Cindy W. Christian, MD
Cindy W. Christian, MD, is director of Safe Place: The Center for Child Protection and Health at Children’s Hospital and medical director of the Philadelphia Department of Human Services.
I wish I could say the testimony from the Jerry Sandusky child sexual abuse trial surprised me. Unfortunately, I have heard stories like these thousands of times over the past 25 years as I have treated child abuse victims.
I’ve learned lessons along the way—lessons you should share with parents to arm them in the fight against sexual abuse.
First, the predators parents have to fear are not nameless stalkers on the internet, but the friends and relatives who live at home or in the neighborhood. The vast majority of offenders are adults known to a child—a parent, relative, neighbor, teacher, coach, priest, and unfortunately, physician—someone in a position of power and trust who abuses both.
Children may not display outward signs of abuse. Most child sexual abuse is discovered because a child finally tells someone, which underscores the importance of communication. That brings me to “talking sex” with young children.

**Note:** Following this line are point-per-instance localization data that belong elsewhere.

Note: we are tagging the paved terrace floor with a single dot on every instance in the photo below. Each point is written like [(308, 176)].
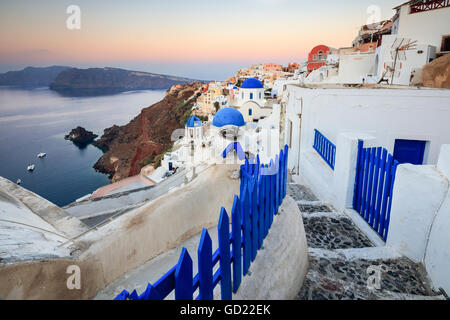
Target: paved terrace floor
[(340, 256), (155, 268)]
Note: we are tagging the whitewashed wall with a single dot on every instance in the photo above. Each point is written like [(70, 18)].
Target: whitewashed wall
[(414, 58), (354, 67), (385, 114)]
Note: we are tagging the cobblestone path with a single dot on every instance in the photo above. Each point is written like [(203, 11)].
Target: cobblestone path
[(344, 263)]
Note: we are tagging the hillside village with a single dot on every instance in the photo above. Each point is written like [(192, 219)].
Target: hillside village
[(361, 185)]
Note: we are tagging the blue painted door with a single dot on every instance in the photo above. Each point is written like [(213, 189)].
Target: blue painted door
[(409, 151)]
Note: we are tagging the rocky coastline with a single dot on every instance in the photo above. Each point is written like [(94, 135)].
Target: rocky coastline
[(139, 143), (81, 137)]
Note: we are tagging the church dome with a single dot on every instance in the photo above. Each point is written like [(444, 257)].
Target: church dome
[(228, 117), (252, 83), (193, 122)]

Primary care pediatricians have an important role in helping parents educate their children about privacy, safety and sex, starting in early childhood. Encourage parents to name the genitals when they are teaching their toddlers their body parts. Giving them a name teaches children that their genitals, while private, are not so private that you can’t talk about them.

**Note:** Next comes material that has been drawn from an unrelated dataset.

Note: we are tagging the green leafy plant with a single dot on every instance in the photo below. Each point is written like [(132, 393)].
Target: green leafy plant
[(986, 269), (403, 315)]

Parents should explain to their children that no one has the right to touch their bodies if they don’t want that to happen.
Parents should teach children early—and often—that there are no secrets between parents and children. Children need to feel safe sharing all information, good or bad, sad or funny, easy or difficult. Parents can use news items, like the Sandusky trial, to start age-appropriate discussions of safety with school-aged children and to reiterate the message that children should always tell a trusted adult if someone is taking advantage of them sexually.
If a child discloses abuse, listen carefully, and support his or her decision to share. Let children know that the abuse was not their fault, and seek help. The discovery of sexual abuse will be a family crisis, and all affected family members will benefit from counseling and support.
As physicians, our best weapon against pedophiles and sexual predators is helping families understand the importance of knowledge and communication.